An input of 999 results in 729, which is correct. 9 x 9 x 9 = 729

Some more clarification, this is a problem out of the 2nd chapter of a textbook for complete novices. The author has not covered selection statements, loops, writing our own methods or classes, or anything more advanced than elementary programming, so the implication is that this is doable without those. The book has covered invoking methods in classes built into Java, although the author has only mentioned methods in the Math and System classes. For example, Math.max(), Math.min(), Math.pow(), System.currentTimeMillis();

Answer 1

What about this variant. To find the first number, you can decrease, first of all, the entered number by 100 and add 1 to avoid 0 during multipication. And , as recomended NVioli, the second number should be the same updated to have a possibility to enter number lower then 10. Thus, the final variant is:

int number = input.nextInt();

    int t1 = 1 + (number-100) / 100;
    int t2 = (1 + (number-10) / 10) % 10; \\By NVioli
    int t3 = number % 10;

    int  product = t1 * t2 * t3;

    System.out.println(product);

Answer 2

The first part is to extract the essential code into a separate Java method. I'm calling it dprod, which is short for "digit product".

static int dprod(int x) {
    int hun = x / 100 % 10;
    int ten = x / 10 % 10;
    int one = x / 1 % 10;

    return hun * ten * one;
}

The above code is the naive version that only works for numbers >= 100.

To treat numbers less than 100 as expected, you need to replace the hun or ten with 1 if it is 0.

static int dprod(int x) {
    int hun = x < 100 ? 1 : x / 100 % 10;
    int ten = x < 10 ? 1 : x / 10 % 10;
    int one = x / 1 % 10;

    return hun * ten * one;
}

The ?: operator is called a conditional operator, therefore it is probably not allowed under your rules. There is a possible workaround by using the ?: operator without writing it explicitly, by using the Math.max function.

static int dprod(int x) {
    int hun = Math.max(100, x) / 100 % 10;
    int ten = Math.max(10, x) / 10 % 10;
    int one = x / 1 % 10;

    return hun * ten * one;
}

The Math.max function uses the ?: operator internally, therefore it might be forbidden, too.
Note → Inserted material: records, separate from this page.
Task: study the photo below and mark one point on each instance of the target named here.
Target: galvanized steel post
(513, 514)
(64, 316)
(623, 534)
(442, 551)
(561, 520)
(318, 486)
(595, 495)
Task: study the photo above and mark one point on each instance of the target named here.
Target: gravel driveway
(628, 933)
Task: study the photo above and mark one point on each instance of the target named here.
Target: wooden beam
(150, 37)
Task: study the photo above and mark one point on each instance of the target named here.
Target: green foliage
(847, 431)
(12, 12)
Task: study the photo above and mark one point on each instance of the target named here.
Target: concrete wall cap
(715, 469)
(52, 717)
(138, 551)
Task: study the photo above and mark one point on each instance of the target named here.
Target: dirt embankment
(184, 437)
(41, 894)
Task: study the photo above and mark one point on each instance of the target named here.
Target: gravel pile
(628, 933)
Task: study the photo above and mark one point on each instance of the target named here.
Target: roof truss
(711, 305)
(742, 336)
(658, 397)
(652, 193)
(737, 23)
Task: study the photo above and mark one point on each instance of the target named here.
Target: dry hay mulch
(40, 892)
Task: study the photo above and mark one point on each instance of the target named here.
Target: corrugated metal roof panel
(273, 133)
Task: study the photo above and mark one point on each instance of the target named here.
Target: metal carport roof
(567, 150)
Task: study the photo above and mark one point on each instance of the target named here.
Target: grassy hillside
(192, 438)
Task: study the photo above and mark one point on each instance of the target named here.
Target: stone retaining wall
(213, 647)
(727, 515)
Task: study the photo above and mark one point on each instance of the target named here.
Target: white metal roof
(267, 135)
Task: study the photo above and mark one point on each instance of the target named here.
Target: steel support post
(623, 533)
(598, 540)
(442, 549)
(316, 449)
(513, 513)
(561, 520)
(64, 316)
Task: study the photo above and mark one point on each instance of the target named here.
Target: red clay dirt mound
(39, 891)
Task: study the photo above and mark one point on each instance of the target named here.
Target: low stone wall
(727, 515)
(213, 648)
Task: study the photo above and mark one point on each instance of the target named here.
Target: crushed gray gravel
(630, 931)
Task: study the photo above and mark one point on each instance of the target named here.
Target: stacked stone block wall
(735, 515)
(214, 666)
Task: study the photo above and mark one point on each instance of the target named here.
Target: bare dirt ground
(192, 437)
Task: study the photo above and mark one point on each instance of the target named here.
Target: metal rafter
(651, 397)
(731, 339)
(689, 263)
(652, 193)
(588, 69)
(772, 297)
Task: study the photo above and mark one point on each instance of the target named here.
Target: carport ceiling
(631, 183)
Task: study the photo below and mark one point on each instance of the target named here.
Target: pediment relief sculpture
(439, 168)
This is subject to discussion though, since it depends on the exact wording of the rules and their intention.

If Math.max is forbidden, it is possible to implement it entirely without branches or conditions, see this C++ question, which can be translated to Java by replacing int32 with int and by replacing inline with static.

The complete code, including automatic tests, is:

package de.roland_illig.so;

import static org.assertj.core.api.Assertions.assertThat;

import org.junit.jupiter.api.Test;

public class DprodTest {

    static int dprod(int x) {
        int hun = Math.max(x, 100) / 100 % 10;
        int ten = Math.max(x, 10) / 10 % 10;
        int one = x / 1 % 10;

        return hun * ten * one;
    }

    @Test
    public void testDprod() {
        assertThat(dprod(999)).isEqualTo(729);
        assertThat(dprod(123)).isEqualTo(6);
        assertThat(dprod(99)).isEqualTo(81);
        assertThat(dprod(9)).isEqualTo(9);
    }
}

Answer 3

You could just initialize the program with a length 1000 array, initialize it with the value of each number, and then your real problem simplifies to:

System.out.println(calculatedArray[number]);

Your initialization could even take advantage of the fact that a leading 0 doesn't matter according to your rules (55 and 155 are the same result.)

calculatedArray[55] = calculcate(155);

Answer 4

there are some ways which can help you but all of them has a simple loop or if:

1. You can use digits = Logarithm of your number(10 base) and then you have number of digits, then you can use a loop to calculate the result. your loop will be repeated digit times so no matter how many digits your number has, it will always work.

2. You can check if your number is less than 100 and then just add 100 to that, then calculate the result, because of 1 * digit1 * digit2 there will be no error.